An acquaintance of mine recently attended a wedding, where a few weeks before the big day the bride discovered her fiancé had a girlfriend and, as a result, was understandably reluctant to move forward. In my mind, the presence of another woman in your relationship is legitimate grounds to press pause on picking your wedding colors. But despite this the bride decided to go ahead because it was “too late” to turn back.
Also she’d already changed her status to “engaged” on Facebook.
She’d incessantly posted updates about her wedding plans and claimed it would be embarrassing to answer all the questions as to why she’d reneged on her promise. Which is stupid because no one really cares about what happens on Facebook — we just pretend to care. Unfortunately, the pressure to maintain a facade overrode her need to walk away from a relationship that made her unhappy.
This is a problem.
Thanks to Facebook (the club that used to be cool, got played out, yet you still visit from time to time and wonder why you bother), I’m in the know about who’s engaged, who’s recently married and who just used their uterus. According to my timeline, a lot of people I know fit into one of these categories.
The optimistic part of me likes to work under the assumption that most of them are deciding to do grown up things for the right reasons. I love seeing people in love. Because if more people are making love, less are doing asinine things like being rude to waiters and walking extraordinarily slowly for no good reason. But stories like the one above have made me second guess some of these status messages.
Whenever people ask me when I’m getting married, I tend to say something deliberately glib and abstract such as “When the time’s right for me” when what I’d like to say is, “Who knows?” It could be next month, next year, or whenever I generate enough income to pay women to grow their hair especially for me in order to contribute to my ethical weave bank.
This is one of the unfortunate parts of womanhood. One day you cross the invisible boundary into the land where it’s acceptable to be asked intrusive questions about your womb and marital status. And the weird thing is it’s usually people loosely connected to me that are doing the asking. People I’m only “Facebook” close to. Which is amusing because asking questions about a wedding you wouldn’t receive an invitation to isn’t the smartest use of your time.
Influenced by the insidious pressure to get married while in their “prime”, recently I’ve noticed an alarming amount of young women adjusting their behavior — on social media and beyond — with the aim of becoming “marriage worthy.” They’re behaving “appropriately.” Losing weight. Pretending to like sports. Deleting unflattering photos on their profile pages. All this is folly, because if you’ve got to pretend to be someone else in order to get a husband, it’s probably a sign you’re not ready to be a wife, or you’ll be a miserable one.
We already live in a world where women are taught to shy away from being viewed as openly complicated, flawed or messy in any way. Spending your days pretending to be an idealized self in order to attract someone doesn’t help things.
The things we do well and the parts of us that are “perfect” are flat and boring. The beauty of self is found in the complicated, flawed and messy areas. If we’re all becoming these sanitized idealized selves ready for marriage, who on earth will be left to do the fun things like drinking Hennessy straight with no ice (while walking your cat) and pretending to be pregnant in order to be fast tracked at sample sales?

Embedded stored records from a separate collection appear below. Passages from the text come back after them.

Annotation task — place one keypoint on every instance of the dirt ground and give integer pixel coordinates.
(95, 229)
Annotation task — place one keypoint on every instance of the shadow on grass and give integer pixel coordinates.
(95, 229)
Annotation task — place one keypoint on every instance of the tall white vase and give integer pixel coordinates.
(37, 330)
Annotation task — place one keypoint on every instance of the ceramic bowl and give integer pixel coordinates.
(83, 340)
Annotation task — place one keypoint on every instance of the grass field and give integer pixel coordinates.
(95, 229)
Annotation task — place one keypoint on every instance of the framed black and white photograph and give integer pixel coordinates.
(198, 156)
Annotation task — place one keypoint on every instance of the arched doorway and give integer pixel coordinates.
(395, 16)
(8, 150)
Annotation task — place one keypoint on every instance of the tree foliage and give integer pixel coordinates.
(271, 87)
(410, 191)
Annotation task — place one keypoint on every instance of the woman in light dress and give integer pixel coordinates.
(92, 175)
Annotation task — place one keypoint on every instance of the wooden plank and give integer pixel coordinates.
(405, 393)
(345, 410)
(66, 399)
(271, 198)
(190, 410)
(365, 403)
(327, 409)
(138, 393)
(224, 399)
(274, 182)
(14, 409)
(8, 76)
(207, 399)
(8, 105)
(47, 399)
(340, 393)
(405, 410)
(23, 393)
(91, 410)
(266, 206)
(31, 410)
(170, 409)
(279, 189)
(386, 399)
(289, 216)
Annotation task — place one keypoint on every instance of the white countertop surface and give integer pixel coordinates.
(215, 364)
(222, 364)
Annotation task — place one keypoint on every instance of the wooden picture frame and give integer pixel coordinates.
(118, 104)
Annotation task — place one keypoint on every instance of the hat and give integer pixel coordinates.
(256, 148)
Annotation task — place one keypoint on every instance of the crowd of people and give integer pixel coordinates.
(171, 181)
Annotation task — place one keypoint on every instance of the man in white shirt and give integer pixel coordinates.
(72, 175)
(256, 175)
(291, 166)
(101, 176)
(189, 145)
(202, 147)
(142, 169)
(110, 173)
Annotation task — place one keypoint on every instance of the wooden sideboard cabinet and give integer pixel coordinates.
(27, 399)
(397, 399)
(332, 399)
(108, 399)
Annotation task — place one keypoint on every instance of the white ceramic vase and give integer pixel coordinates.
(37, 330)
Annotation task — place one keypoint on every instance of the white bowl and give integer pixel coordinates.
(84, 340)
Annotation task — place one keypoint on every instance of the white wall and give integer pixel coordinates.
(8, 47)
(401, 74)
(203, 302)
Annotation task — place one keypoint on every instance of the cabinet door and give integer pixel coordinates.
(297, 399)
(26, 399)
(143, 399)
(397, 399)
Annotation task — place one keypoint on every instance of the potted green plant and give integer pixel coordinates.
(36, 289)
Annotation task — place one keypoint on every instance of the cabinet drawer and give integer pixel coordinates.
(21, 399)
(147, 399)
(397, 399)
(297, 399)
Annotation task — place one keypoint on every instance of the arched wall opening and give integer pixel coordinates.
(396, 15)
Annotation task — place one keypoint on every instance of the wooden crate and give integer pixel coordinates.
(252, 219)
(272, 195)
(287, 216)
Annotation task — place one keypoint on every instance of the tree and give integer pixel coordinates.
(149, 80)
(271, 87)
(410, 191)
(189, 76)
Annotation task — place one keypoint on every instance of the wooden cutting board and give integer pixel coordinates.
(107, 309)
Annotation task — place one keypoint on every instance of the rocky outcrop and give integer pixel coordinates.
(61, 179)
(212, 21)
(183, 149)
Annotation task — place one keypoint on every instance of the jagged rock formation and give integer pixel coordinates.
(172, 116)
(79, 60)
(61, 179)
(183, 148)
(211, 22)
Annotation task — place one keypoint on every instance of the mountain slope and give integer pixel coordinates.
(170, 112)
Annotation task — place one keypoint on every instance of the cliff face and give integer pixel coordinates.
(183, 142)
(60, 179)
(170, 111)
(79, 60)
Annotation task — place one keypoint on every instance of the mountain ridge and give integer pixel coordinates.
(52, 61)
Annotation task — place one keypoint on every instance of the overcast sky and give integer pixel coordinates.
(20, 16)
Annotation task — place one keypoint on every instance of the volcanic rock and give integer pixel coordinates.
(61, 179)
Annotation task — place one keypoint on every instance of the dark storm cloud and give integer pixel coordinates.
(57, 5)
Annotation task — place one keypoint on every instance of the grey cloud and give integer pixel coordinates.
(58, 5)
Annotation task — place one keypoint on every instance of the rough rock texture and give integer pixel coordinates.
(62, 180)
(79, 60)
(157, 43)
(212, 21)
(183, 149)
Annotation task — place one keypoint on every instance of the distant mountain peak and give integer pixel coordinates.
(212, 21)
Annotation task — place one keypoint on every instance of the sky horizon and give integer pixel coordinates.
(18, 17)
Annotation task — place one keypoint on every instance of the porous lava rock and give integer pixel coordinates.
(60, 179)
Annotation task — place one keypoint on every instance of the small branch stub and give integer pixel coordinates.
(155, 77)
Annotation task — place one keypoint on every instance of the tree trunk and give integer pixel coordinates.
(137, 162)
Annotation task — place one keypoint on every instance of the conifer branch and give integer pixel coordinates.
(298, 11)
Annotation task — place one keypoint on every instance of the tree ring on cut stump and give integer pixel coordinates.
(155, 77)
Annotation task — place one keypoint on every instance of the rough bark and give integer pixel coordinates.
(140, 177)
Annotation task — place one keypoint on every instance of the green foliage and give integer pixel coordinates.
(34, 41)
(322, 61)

What’s not being said enough is that it’s OK to be single. It’s OK to want to get married but be in no rush. It’s OK to never ever want to get married. It’s OK to wait patiently for Common in all his bearded glory to propose to you armed with a canary yellow diamond ring and a pair of Louboutins. It’s OK to conduct your life according to whatever your truth may be.

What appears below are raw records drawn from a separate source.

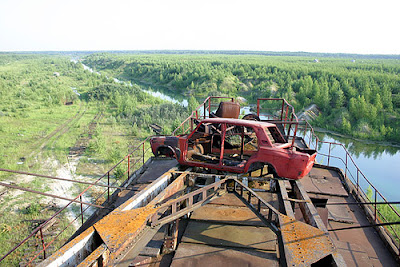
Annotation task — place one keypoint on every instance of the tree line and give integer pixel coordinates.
(358, 97)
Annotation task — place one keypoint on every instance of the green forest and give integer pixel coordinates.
(357, 97)
(47, 104)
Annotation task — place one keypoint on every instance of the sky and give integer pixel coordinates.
(340, 26)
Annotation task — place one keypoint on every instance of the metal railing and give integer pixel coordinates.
(133, 161)
(352, 172)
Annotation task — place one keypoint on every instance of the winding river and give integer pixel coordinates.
(380, 163)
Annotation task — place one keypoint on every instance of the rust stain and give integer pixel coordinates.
(304, 243)
(121, 226)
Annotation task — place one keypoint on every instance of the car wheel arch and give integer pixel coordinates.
(255, 165)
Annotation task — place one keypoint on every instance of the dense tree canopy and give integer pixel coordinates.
(358, 97)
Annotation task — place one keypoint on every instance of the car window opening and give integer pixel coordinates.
(239, 145)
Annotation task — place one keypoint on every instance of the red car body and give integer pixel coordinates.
(237, 146)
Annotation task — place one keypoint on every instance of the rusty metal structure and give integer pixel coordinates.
(165, 214)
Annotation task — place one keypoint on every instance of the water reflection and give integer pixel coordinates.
(361, 148)
(380, 163)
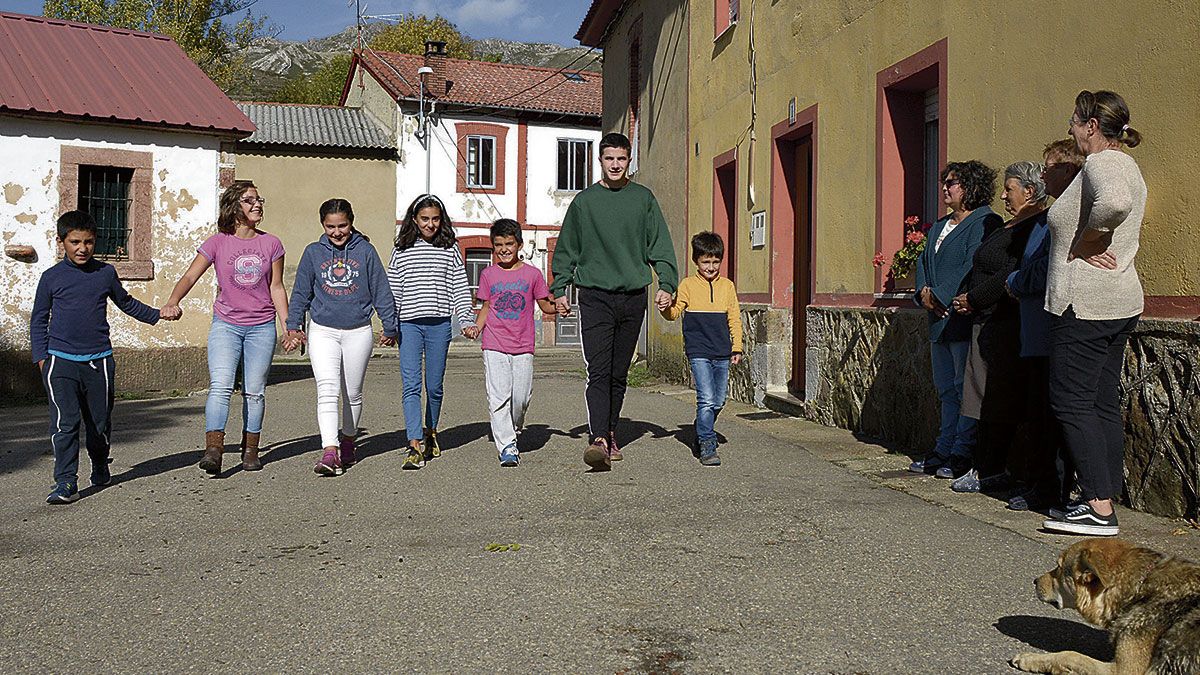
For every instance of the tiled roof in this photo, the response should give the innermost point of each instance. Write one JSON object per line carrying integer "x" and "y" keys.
{"x": 333, "y": 126}
{"x": 595, "y": 23}
{"x": 55, "y": 67}
{"x": 492, "y": 85}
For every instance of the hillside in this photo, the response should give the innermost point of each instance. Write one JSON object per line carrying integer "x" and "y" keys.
{"x": 276, "y": 60}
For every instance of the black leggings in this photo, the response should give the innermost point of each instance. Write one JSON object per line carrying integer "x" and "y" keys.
{"x": 1085, "y": 395}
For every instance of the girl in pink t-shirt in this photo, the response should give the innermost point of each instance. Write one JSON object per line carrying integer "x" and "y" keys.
{"x": 509, "y": 290}
{"x": 249, "y": 267}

I’ve shared my beliefs in certain circles and the ad hominem criticism of my views has been that I’m not engaged, so my opinions are rooted in envy or an unnecessary preoccupation with being single. To which I respond that receiving a ring isn’t hard and getting married isn’t an achievement. Staying married for a significant amount of time and creating an environment where people can flourish? Much harder.
It’s always better to live your truth and do things in your time. And until the day I get married, I will proudly sing my song as a woman who loves being single, and isn’t afraid of walking her cat alone while sipping on Hennessy.
You shouldn’t have to sacrifice all that because you don’t want to change your relationship status back to “single.”